How many weeks has it been since I last held a pencil in this hand? It is still strange to me to feel solid ground beneath my feet while being surrounded in scents, sensations and brightness. My world after my death was initially one of a wandering ghost, able to speak and be seen by a select few until I was whisked away to a dark and shimmering place, dancing about in time for what felt like forever.. nothing bothering me.. nothing weighing me down.
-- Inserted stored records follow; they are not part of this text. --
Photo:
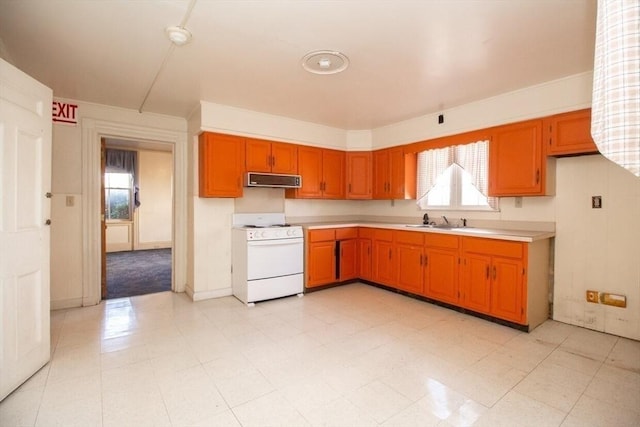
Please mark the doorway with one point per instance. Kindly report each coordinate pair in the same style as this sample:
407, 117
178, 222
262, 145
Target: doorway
137, 202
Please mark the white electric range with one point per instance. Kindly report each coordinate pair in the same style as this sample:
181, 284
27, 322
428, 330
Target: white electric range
267, 257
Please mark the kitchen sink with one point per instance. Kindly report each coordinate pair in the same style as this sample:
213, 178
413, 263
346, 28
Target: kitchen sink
438, 226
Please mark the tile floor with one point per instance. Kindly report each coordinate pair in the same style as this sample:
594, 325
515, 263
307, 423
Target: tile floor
348, 356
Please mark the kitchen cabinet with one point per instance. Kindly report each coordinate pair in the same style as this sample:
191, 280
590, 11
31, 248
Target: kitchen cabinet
569, 133
517, 161
494, 279
322, 172
442, 267
271, 156
394, 174
220, 165
365, 253
409, 249
347, 241
359, 174
384, 271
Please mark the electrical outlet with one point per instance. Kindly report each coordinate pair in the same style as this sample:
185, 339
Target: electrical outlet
596, 202
593, 296
518, 202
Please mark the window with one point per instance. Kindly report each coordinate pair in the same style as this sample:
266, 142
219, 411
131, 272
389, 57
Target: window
455, 178
118, 191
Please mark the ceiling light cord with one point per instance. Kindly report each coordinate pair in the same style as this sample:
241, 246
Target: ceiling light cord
172, 46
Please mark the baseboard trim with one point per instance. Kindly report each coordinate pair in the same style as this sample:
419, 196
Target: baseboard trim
65, 303
216, 293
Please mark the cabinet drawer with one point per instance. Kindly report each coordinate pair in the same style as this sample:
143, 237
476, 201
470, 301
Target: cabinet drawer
346, 233
323, 235
410, 237
366, 233
383, 234
442, 241
502, 248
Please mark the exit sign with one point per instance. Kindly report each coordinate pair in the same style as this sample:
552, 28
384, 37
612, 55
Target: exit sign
64, 113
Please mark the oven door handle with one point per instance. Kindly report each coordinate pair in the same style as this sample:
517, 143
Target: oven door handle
278, 242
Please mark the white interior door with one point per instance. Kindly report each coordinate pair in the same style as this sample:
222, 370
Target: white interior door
25, 180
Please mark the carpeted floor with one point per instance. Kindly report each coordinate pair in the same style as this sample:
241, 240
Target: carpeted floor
138, 272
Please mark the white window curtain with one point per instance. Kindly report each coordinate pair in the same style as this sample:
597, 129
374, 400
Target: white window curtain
432, 164
615, 122
473, 158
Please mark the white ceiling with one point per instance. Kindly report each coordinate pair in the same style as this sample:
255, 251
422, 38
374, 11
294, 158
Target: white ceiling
408, 58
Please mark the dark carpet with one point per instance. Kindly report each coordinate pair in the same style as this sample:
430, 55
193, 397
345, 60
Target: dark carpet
133, 273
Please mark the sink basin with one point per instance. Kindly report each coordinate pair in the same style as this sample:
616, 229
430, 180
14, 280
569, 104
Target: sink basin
439, 226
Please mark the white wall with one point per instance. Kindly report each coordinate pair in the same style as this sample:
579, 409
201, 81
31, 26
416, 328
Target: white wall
597, 249
71, 286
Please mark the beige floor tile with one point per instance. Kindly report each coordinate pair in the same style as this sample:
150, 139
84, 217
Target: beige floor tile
354, 355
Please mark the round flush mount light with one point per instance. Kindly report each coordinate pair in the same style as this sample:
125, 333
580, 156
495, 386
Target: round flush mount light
325, 62
178, 35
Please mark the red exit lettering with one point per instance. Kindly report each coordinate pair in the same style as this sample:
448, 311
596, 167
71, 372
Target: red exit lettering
64, 113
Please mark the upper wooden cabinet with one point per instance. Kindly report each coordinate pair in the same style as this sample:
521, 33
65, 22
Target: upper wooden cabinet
517, 164
322, 172
271, 156
220, 165
394, 174
569, 134
359, 174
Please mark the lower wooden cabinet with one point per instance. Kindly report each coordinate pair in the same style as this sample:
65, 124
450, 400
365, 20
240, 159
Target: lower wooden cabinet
503, 279
410, 261
495, 278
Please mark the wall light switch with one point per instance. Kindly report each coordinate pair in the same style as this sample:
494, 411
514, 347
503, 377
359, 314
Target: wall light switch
596, 202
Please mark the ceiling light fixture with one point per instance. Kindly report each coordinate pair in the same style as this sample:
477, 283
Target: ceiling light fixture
178, 35
325, 62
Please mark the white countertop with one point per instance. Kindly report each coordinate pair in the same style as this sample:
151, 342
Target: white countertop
489, 233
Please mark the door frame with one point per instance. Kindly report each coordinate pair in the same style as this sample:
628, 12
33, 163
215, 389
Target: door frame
92, 132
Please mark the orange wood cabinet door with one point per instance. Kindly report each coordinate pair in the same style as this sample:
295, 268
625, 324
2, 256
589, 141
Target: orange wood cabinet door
271, 156
381, 168
284, 158
384, 258
507, 289
409, 251
348, 259
569, 133
507, 277
516, 164
396, 173
365, 259
441, 274
310, 168
333, 169
258, 156
359, 170
220, 165
476, 283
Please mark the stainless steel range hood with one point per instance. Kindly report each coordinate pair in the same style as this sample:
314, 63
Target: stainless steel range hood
272, 180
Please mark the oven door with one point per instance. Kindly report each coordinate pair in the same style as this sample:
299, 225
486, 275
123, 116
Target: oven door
274, 258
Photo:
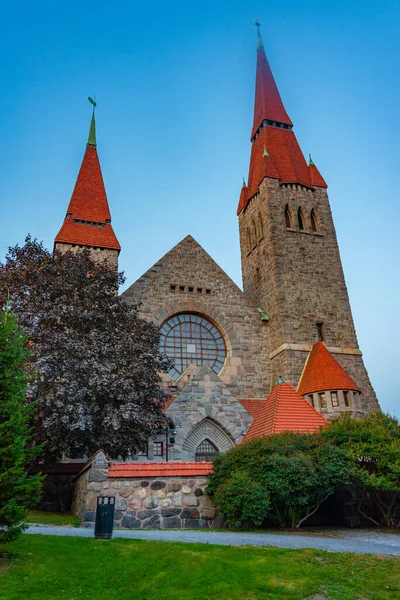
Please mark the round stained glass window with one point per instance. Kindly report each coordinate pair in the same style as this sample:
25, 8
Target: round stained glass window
188, 339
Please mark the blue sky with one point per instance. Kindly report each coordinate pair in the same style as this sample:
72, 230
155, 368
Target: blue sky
175, 86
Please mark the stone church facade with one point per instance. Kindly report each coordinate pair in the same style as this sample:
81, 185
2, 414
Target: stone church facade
292, 322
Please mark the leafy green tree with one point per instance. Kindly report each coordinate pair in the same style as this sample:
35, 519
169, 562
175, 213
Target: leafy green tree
373, 446
97, 363
18, 490
288, 474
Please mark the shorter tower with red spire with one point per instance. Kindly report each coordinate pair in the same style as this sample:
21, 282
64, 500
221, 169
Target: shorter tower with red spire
87, 223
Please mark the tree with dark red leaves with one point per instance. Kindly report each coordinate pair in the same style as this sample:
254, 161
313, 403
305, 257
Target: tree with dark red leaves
96, 363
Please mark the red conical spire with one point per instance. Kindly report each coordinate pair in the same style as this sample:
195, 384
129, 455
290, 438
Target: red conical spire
268, 105
284, 410
88, 218
322, 372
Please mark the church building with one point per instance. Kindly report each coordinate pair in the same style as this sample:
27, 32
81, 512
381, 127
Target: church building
282, 353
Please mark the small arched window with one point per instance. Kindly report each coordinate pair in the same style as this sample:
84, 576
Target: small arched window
260, 229
248, 240
314, 222
288, 219
206, 451
300, 218
253, 235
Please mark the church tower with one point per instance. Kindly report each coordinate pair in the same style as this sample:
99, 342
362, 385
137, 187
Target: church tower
87, 223
290, 257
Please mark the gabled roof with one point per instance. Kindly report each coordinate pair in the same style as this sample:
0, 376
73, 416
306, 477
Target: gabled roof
89, 204
315, 176
267, 103
275, 151
322, 372
284, 410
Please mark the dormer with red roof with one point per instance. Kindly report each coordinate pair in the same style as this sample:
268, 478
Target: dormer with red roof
284, 410
87, 223
326, 385
291, 264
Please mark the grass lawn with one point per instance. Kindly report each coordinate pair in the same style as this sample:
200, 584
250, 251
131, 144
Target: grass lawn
45, 518
45, 567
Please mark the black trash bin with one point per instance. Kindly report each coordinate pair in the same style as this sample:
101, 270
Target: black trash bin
104, 517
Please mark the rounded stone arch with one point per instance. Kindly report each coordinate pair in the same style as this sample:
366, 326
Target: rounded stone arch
208, 429
202, 308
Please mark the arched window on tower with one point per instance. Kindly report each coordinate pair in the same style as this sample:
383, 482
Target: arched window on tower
253, 235
288, 219
300, 218
248, 240
314, 222
260, 233
206, 451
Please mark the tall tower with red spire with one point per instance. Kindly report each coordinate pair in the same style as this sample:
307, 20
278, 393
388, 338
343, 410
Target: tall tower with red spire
290, 257
87, 223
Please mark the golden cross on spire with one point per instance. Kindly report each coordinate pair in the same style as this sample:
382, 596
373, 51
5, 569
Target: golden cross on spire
260, 45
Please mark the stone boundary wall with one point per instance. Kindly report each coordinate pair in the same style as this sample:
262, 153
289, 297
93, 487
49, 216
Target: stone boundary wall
144, 502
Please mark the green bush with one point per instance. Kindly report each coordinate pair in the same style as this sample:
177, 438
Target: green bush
281, 478
242, 500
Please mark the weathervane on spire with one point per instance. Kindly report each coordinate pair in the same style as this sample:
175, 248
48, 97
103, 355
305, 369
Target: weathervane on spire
260, 45
93, 101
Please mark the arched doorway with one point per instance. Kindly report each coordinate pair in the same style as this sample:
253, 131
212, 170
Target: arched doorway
206, 451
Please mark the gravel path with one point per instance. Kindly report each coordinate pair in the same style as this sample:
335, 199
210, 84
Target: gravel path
335, 540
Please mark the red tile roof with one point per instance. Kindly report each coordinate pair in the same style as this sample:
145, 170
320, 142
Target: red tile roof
168, 403
89, 203
315, 177
285, 410
267, 104
252, 405
322, 372
87, 235
161, 469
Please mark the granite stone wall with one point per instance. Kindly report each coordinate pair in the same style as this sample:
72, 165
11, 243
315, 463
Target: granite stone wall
187, 279
144, 502
98, 254
297, 277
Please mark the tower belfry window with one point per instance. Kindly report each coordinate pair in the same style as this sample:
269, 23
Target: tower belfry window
320, 331
206, 451
288, 219
313, 218
300, 218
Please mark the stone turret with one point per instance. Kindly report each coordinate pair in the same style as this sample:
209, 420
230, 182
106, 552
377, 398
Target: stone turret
87, 223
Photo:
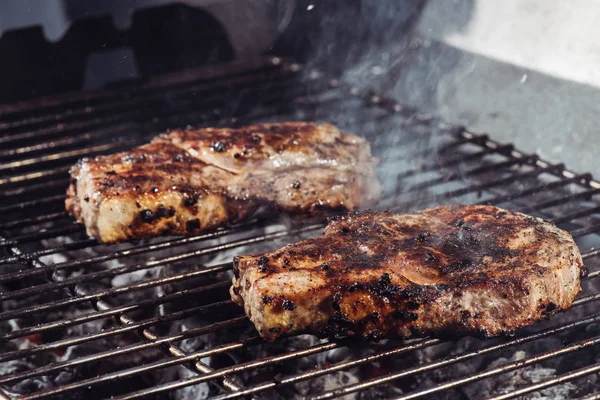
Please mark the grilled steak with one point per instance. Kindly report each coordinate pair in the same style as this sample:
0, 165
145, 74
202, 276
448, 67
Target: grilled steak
449, 269
188, 181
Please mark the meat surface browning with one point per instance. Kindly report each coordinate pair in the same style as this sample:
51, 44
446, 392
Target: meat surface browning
449, 269
188, 181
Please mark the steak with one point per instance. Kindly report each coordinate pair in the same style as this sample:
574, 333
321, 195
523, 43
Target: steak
446, 270
189, 181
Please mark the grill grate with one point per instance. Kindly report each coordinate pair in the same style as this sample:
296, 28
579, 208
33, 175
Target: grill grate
154, 318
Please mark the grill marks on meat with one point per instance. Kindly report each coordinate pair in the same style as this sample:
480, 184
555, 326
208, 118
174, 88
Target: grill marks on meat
188, 181
449, 269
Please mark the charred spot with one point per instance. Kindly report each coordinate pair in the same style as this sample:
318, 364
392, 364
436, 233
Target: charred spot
404, 315
147, 215
192, 225
413, 305
161, 211
465, 315
190, 201
218, 146
288, 305
550, 308
262, 263
336, 301
464, 263
384, 279
355, 286
422, 237
236, 267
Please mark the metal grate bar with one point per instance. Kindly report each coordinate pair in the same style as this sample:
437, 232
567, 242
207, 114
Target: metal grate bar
537, 189
113, 311
456, 175
150, 264
508, 367
131, 325
136, 250
105, 310
556, 202
579, 214
461, 357
455, 161
35, 220
344, 365
569, 376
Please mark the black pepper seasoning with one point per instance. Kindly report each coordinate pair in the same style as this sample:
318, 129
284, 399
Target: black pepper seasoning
218, 146
147, 215
288, 305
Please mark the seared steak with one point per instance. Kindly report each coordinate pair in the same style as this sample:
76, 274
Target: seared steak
449, 269
188, 181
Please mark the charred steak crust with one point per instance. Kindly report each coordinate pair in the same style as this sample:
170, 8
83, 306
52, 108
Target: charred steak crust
450, 269
188, 181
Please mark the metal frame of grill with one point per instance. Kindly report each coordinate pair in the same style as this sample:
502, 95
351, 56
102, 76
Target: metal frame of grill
42, 138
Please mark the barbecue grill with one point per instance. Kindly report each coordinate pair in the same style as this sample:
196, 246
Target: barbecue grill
154, 318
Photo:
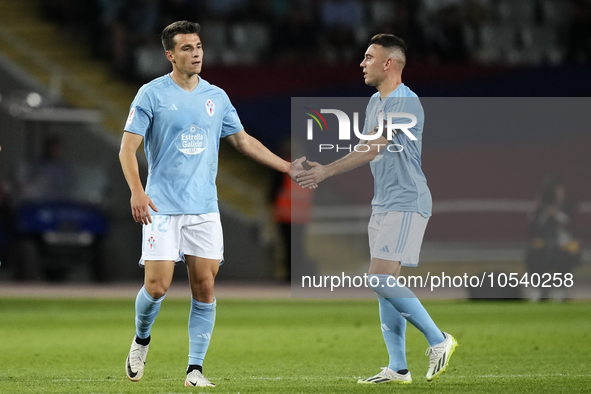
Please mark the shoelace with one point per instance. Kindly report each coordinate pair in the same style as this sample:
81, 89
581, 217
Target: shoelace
136, 354
431, 351
198, 376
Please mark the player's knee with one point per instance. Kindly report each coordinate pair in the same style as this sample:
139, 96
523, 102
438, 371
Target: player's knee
156, 290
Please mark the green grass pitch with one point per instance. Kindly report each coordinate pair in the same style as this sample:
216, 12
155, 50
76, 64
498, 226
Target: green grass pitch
292, 346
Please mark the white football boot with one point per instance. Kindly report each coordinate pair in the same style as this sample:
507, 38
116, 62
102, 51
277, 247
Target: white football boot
439, 356
136, 360
387, 376
196, 378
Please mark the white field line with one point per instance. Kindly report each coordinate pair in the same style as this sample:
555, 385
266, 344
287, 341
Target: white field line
304, 378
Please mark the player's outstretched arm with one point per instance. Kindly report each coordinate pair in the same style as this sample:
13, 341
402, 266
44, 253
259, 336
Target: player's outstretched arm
251, 147
140, 202
319, 172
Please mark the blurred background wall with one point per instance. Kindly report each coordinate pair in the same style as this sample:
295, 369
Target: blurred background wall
71, 68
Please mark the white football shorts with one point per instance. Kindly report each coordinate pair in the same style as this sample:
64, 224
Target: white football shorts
397, 236
170, 237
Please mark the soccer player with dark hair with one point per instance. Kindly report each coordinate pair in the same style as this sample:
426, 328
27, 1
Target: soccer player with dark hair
401, 207
181, 118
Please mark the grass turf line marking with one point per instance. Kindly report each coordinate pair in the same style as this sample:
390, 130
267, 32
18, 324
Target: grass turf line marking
344, 377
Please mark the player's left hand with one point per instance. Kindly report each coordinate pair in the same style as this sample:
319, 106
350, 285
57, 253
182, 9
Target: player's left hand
312, 177
298, 166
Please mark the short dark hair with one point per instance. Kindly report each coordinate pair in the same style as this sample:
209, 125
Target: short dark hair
179, 27
389, 41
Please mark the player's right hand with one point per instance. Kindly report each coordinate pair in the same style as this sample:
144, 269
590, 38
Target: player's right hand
140, 207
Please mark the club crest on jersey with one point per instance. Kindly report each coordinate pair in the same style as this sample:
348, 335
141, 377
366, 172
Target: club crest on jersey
210, 107
151, 244
192, 140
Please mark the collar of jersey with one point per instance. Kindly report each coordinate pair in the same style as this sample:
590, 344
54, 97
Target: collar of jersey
198, 87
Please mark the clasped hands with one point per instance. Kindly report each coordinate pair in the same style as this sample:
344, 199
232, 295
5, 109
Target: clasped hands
308, 174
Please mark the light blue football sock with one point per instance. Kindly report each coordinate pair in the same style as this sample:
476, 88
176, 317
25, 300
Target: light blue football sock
394, 332
405, 302
146, 310
201, 322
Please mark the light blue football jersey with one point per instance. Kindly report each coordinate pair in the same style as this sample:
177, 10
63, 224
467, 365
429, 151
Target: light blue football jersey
182, 132
399, 182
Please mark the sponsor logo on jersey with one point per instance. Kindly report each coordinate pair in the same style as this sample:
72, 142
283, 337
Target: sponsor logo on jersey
131, 115
192, 140
210, 107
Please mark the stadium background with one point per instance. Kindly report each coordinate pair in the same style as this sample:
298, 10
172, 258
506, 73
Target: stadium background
70, 69
59, 57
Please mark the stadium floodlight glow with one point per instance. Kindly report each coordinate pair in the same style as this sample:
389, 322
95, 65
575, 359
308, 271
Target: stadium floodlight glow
34, 100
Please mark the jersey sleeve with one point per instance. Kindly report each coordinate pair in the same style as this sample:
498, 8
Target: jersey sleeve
140, 114
231, 122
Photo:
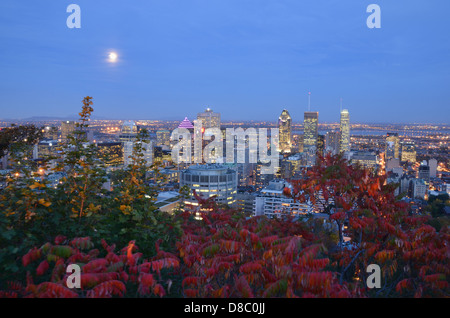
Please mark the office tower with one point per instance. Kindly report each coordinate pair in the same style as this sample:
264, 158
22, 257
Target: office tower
417, 188
67, 128
392, 164
321, 144
392, 146
332, 142
50, 132
128, 132
424, 172
408, 151
186, 124
210, 180
46, 148
344, 127
284, 126
111, 153
273, 203
364, 159
432, 163
310, 136
209, 119
147, 150
163, 138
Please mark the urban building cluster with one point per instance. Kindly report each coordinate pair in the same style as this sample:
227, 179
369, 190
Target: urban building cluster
416, 163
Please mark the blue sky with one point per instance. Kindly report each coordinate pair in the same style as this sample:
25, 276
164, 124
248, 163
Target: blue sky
247, 59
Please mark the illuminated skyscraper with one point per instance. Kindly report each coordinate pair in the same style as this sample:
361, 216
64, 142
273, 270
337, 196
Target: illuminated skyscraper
310, 136
129, 131
209, 119
332, 142
67, 128
163, 138
111, 153
392, 146
409, 151
344, 144
321, 144
284, 126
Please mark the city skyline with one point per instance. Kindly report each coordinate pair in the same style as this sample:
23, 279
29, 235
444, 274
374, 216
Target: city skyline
247, 61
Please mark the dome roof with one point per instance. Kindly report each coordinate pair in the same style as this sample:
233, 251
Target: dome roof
186, 124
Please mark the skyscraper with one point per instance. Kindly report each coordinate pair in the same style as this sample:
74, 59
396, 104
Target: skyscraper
209, 119
284, 126
67, 128
432, 163
332, 142
409, 151
392, 146
310, 136
344, 144
163, 137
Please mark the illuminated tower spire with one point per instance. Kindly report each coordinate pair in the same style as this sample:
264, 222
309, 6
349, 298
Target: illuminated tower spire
309, 101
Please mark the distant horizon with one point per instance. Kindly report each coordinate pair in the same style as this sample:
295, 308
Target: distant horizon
245, 59
94, 117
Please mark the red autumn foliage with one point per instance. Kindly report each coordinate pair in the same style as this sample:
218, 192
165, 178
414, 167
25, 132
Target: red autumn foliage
228, 255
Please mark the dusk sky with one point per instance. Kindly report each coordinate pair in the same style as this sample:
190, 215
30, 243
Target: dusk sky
247, 59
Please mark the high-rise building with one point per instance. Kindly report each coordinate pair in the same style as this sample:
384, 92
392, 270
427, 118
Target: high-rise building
344, 127
129, 131
392, 146
409, 151
50, 132
210, 180
424, 172
432, 163
272, 202
67, 128
321, 144
147, 149
209, 119
310, 136
163, 138
284, 126
111, 153
332, 142
418, 188
364, 159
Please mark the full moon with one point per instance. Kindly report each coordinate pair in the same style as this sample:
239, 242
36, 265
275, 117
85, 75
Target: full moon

I do not know how long it was, but a sudden jolt to my senses sent me roaring back to a reality I had forgotten at the back of my mind. I felt like I could touch and feel the love of my life.. like I could see and smell her tears. My body felt foreign and weighty, something I wanted to shuck off..but when I saw Gwyn once more.. all the memories of the life i had and the death I had brought upon myself to protect what was mine came rushing at me in one fell swoop.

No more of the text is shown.